To digest this for Smead Capital Management clients and investors, we call this stock market failure. Many investors never find an investment discipline that provides them long-term stock ownership. What Mr. Dobatse experienced is not uncommon. Investors who share these experiences look at the stock market for years after this type of failure as a place that is big, frustrating and very confusing. Most investors can empathize with these emotions.

The other way investors experience stock market failure is by just being human. This causes them to feel excited at high points and depressed at low points in overall stock prices. Mr. Market is good at this. As Dalbar and many studies have shown over the years, most investors never attain the returns they seek in stocks.

As an example of Dalbar’s work, the investors in the crash of 1987 did far worse than they should have:

In October 1987, the average investor lost 20% of their account value. Although buy and hold would have yielded a gain for the year, there was a net withdrawal of funds in 10 out of 12 months. And the investors stayed out of the market for the most part until March 1990.

The investors produced stock market failure in their activity within the stock market. They poured far more money in at the top and pulled it out at low points. Baby boomers poured money in like you couldn’t believe in 1999!

Investors are not born to buy into bubbles; their recent experiences lead them to see future gains as being irrationally more probable because those are the memories most available to the average investor’s brain,” according to the study. “Leading into the dot-com bubble of 2000, the average investor was drawing on 5 years’ worth of memories in which the S&P saw 20% or greater growth!” In fact, investors contributed 20% more per month in the 24 months leading up to March 2000 than historical data shows they had done previously.

The reality is that this manic activity that produces stock market failure doesn’t just lower returns; it destroys wealth.

As Richard Bernstein, a former chief investment strategist at Merrill Lynch who now runs his own firm, told me, “What’s shocking is that simply by investing, most people actually made themselves poorer.” He added, “They’re just shooting themselves in the foot, over and over.
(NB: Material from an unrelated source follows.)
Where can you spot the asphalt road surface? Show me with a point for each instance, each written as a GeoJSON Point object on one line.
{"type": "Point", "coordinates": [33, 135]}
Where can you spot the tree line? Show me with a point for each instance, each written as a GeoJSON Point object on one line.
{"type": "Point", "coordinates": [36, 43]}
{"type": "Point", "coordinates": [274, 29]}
We belabor this point to advise investors where we are at in the pendulum of stock investing. We believe there is a euphoria present in markets, not unlike 1999 or particularly 1972. Jeremy Grantham of GMO highlighted where we are in light of price to earnings ratios from a historical context today:

Everyone can see and feel that this is different and can sense the bizarre nature of the market response: we are in the top 10% of historical price earnings ratio for the S&P on prior earnings and simultaneously are in the worst 10% of economic situations, arguably even the worst 1%!